Oggi Maia fa i suoi nove mesi e io sono
felicissima perchè siamo arrrivate alla fine dell’esogestazione! Era una meta importante nella nostra scelta di come
portare avanti i primi mesi di vita della nostra prima figlia perché
noi non abbiamo considerato il parto come un momento di principio e/o
fine ma semplicemente un continuum.

In realtà non sappiamo ancora se
abbiamo fatto bene e delle volte abbiamo nostri dubbi, ci chiediamo
se la stiamo “viziando”, se forse semplicemente “mal educando”
ma a parte tutto stiamo facendo quello che ci dettano cuore e
istinto, che proviamo a supportare con un po’ di studio e letture su
una pediatria diversa che pare ogni giorno più condivisa.

Michel
Odent, già negli anni 70, ha descritto il "sistema di
adattamento primale", da lui così chiamato, che compone
la matrice di base del nostro sistema di salute. Si forma nei primi
diciotto mesi di vita, compresi i nove mesi intrauterini e si
completa e stabilizza definitivamente verso la fine del primo anno di
vita. Il grado dii equilibrio raggiunto alla fine dell’esogestazione
rimane tale per tutta la vita e forma il "programma di base"
della salute.

Già durante la gravidanza ragionavamo sull’immaturità di questo esserino alla nascita, per esempio un cavallo quando nasce già
cammina, mentre invece il cucciolo umano neanche alza la testa!!! È
solo capace di trovare la tetta se una lo mette sul petto, e questo
solo per dire una cosa semplice, non parlare di organi e men che meno
di apparati digerenti, ecc, ecc che alla nascita non sono per niente
sviluppati per lavorare da soli: hanno bisogno della mamma vicina.
Per cui quando abbiamo sentito parlare della teoria dei nove mesi
dentro e i nove mesi fuori subito l’abbiamo sentita affine perché
era quello che sentivamo di fare. Per quello abbiamo usato la fascia,
sia la mamma che il papà, tenendola stretta con noi, e per
quello abbiamo continuato l’allattamento esclusivo fino al sesto mese
e oggi, che facciamo i nove, continua ad essere il suo principale
alimento.

Il mio “staccamento” di Maia è
stato molto graduale, qualcuno della famiglia mi ha criticato per
questo ma io ho preferito non ascoltare e continuare a fare come
sentivo. I primi tre mesi non mi sono separata da lei neanche per
farmi una doccia (ed è stata dura), poi se ne è andata
a fare un giro con una zia per ben quindici minuti, verso i sei mesi
è rimasta un’ora con la nonna e oggi che ne fa nove va via
contentissima con amiche mie che la portano al parco e addirittura se
la portano a casa loro e lei rimane contentissima a giocare! A me non
manca e non mi angoscio anche se il mio seno mi ricorda che c’è
qualcosa che manca… Sono sicura che a settembre, quando inizieremo
il micronido a tempo breve, saremo tutte e due preparatissime ad
iniziare una nuova vita, ognuna la sua ma contando su di noi.

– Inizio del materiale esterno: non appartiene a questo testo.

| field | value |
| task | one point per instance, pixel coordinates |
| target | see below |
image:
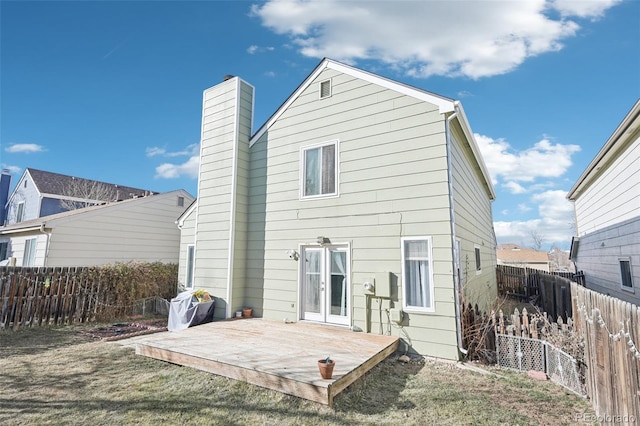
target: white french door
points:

Oggi Maia, dopo questi nove mesi di
attaccamento totale verso di me, non solo va in giro sicura e
sorridente, ma anche il suo sviluppo fisico è eccellente. Ai
cinque mesi ha iniziato a gattonare, e infatti a tutti quelli che mi
dicevano che facevo male a portarla in braccio perché l’avrei
abituata male e poi non avrei potuto tenerla più perché
pesante devo dire che Maia in braccio quasi non ci vuole stare: un
giorno è scesa e ha iniziato a gattonare, da lì non si
è più fermata e trova noiosissimo essere in braccio! Ai
sei mesi si è seduta perfettamente e un po’ dopo si è
messa in piedi, e da qualche giorno aggrappandosi alle cose si sposta
in piedi e se la tieni dalle manine cammina!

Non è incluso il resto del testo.